Kenya ends co-operation in hosting Somali pirate trials

Somalis accused of piracy, in Mombasa court 23 September
Image caption More than 100 Somalis are awaiting trial in Kenya after being captured at sea

Kenya has ended an agreement with the European Union to host trials of suspected Somali pirates.

EU and other warships have been patrolling the sea off the East African coast in an effort to end pirate activity.

Dozens of suspected pirates have been handed over to the Kenyan authorities to face justice.

Kenya's prisons are already overcrowded and it is argued that the country can ill afford more prisoners from Somalia.

There are 35 Somali men serving prison sentences in Kenya and more than 100 others await trial after being captured at sea.

But BBC East Africa correspondent Will Ross says the decision to end the agreement to host the trials could not have come at a worse time, as pirate activity is rife.

Somali pirates have already carried out three attacks on merchant shipping in the Indian ocean within the past week.

A clause in the agreement with the European Union had allowed the deal to be cancelled with six months' notice.

That is what the Kenyan government has done, after accusing the international community of failing to fulfil its side of the bargain.

Adan Keynan, chairman of the Parliamentary Committee on Defence and Foreign Relations, was among those welcoming the move.

"Arresting, prosecuting and incarcerating pirates here exposes Kenya to these very serious security challenges," Mr Keynan told the local Daily Nation newspaper. "It's not in the interest of Kenyans to try Somali pirates here."

The EU points out it has spent money on Kenya's judicial system, via the United Nation's Office on Drugs and Crime (UNODC).

The UNODC says it has spent almost $3m (£1.89m) so far, some of which was used to build a special court to host piracy trials.

The EU's representative in Kenya, Ambassador Eric van der Linden, released a statement in which he pointed out that the crime also damages Kenyan economic interests.
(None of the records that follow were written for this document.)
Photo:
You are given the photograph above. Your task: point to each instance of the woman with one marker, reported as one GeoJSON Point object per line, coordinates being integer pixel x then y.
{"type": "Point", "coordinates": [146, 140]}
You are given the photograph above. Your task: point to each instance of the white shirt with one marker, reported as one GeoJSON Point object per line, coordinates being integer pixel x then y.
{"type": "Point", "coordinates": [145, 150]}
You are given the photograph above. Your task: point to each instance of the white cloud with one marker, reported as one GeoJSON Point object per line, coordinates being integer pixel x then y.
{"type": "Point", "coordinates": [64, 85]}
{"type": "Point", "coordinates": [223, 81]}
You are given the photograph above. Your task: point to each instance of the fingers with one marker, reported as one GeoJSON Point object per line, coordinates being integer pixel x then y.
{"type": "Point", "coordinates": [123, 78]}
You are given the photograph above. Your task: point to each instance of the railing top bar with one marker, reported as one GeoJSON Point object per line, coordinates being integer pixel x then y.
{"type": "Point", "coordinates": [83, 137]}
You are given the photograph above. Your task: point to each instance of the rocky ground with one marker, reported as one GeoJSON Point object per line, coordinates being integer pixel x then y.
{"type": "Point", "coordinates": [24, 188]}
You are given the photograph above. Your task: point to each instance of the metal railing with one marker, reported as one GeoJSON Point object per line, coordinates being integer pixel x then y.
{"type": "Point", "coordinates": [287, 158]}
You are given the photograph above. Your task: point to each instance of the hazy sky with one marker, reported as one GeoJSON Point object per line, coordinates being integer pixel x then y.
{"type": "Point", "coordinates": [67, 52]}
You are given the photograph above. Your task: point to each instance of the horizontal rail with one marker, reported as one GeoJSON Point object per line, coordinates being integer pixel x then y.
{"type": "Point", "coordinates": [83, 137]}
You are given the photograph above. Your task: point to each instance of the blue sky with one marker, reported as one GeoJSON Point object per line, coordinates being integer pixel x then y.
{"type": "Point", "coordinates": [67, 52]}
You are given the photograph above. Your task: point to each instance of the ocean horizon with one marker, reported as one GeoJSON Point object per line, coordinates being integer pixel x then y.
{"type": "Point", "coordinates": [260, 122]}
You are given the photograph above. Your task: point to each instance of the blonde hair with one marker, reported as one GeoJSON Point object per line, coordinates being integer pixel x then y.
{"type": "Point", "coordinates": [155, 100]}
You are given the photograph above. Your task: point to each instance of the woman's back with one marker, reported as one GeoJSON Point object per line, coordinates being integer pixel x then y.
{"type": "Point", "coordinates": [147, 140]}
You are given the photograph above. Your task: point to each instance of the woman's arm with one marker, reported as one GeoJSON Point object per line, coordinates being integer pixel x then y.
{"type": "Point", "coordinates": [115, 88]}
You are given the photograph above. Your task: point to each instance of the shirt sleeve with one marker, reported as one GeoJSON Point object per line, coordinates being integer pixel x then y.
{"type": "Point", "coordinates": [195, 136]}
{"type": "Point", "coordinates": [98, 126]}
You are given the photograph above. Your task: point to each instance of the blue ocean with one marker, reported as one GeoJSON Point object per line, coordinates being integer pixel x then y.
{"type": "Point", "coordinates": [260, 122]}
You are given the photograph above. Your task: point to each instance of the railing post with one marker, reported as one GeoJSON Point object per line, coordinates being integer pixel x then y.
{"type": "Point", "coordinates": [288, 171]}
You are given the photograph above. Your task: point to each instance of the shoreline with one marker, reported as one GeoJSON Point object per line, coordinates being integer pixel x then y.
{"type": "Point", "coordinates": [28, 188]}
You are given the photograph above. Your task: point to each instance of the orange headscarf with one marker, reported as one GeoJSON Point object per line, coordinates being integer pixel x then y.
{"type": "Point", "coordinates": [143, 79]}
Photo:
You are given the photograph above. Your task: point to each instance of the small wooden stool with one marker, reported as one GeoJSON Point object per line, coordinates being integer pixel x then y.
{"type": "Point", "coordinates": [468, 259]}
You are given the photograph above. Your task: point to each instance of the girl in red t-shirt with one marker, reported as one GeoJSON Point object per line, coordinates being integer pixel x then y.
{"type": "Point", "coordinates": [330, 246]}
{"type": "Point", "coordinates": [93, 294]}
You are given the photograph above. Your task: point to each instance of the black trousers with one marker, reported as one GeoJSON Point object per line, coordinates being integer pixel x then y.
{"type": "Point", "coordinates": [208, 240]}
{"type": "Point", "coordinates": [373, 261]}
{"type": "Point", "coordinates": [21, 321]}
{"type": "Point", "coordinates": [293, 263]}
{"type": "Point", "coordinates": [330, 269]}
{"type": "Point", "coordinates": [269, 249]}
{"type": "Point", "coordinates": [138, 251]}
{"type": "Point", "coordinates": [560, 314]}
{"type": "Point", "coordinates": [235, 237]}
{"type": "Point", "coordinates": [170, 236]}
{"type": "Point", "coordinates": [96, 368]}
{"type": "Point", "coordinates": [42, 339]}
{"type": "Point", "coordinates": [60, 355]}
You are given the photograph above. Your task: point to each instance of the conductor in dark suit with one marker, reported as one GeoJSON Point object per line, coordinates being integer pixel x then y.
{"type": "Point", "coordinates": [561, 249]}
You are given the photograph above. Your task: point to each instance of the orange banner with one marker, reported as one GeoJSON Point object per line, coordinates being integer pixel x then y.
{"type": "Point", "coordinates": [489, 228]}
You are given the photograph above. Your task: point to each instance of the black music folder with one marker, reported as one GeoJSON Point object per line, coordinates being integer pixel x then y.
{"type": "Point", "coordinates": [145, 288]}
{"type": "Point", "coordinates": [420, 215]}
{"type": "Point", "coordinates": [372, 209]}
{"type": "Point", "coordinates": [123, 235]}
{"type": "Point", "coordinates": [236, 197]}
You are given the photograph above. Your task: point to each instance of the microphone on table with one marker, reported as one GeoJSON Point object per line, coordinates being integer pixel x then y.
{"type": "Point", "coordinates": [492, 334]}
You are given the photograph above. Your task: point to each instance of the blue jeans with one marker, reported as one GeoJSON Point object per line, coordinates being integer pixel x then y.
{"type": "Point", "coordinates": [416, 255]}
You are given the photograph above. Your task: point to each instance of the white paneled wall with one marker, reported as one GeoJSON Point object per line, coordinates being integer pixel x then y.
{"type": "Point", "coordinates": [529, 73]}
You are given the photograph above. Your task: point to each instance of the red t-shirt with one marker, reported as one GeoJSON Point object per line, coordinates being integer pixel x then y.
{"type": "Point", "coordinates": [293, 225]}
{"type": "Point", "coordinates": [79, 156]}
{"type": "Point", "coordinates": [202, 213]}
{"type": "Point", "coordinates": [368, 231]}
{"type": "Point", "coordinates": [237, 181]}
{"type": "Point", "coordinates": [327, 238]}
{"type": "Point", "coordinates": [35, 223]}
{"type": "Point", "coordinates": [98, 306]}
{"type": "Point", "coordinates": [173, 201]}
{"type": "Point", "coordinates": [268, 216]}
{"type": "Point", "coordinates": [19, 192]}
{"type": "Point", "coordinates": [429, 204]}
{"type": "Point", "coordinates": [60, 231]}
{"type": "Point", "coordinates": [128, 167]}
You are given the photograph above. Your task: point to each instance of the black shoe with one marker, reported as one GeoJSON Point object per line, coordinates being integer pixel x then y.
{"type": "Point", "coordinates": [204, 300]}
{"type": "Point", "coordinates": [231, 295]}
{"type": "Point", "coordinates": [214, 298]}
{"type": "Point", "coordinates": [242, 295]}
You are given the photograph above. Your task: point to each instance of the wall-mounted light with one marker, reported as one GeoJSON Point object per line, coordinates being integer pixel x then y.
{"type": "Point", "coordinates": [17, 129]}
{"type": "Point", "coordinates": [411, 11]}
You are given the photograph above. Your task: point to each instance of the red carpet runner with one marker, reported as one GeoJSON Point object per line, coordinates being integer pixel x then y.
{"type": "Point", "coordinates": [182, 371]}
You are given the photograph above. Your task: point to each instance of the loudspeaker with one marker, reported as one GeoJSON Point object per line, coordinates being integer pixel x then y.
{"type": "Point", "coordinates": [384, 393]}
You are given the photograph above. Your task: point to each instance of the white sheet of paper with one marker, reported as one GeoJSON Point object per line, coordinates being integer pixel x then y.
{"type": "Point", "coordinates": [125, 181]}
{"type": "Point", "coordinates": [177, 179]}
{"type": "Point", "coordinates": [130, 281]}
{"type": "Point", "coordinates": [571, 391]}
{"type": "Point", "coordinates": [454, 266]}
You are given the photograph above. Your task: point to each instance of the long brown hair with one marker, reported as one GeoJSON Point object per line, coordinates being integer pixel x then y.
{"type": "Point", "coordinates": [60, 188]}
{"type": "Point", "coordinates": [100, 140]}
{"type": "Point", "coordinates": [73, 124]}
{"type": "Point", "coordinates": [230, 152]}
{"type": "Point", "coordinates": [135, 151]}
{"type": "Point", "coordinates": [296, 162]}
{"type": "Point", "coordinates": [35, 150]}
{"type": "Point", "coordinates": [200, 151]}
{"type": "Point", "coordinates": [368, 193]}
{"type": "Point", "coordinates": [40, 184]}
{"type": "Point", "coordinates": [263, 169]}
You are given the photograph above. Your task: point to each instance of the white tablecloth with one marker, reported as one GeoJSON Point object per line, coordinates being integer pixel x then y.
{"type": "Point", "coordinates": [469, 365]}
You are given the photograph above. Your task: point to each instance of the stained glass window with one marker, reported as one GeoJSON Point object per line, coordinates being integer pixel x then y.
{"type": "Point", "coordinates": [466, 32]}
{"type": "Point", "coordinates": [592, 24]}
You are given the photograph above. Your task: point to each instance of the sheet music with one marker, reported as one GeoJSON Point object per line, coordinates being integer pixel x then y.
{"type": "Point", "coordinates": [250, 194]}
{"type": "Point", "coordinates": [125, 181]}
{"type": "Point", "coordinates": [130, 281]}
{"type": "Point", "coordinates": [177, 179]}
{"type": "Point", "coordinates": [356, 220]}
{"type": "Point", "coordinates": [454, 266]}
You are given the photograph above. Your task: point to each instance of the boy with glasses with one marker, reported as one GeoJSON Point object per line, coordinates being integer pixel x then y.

Image caption International warships have stepped up their patrols against piracy

"Without international protection of the international maritime transport routes ports like Mombasa or Dar es Salaam would be even further affected by piracy."

But Mr van der Linden said he hoped for continued co-operation and offered to engage in "consultations to overcome Kenya's difficulties".

Piracy is clearly a threat to Kenya, which does not have the capacity to patrol the seas and all nations, including Kenya, must be keen to ensure there is no impunity for pirates, our correspondent says.

But the current uncertainty surrounding the trials does little to suggest the international community is building a united and determined front to tackle the piracy scourge, he says.

Apart from Kenya, the Seychelles is the only other country to have agreed to host such trials.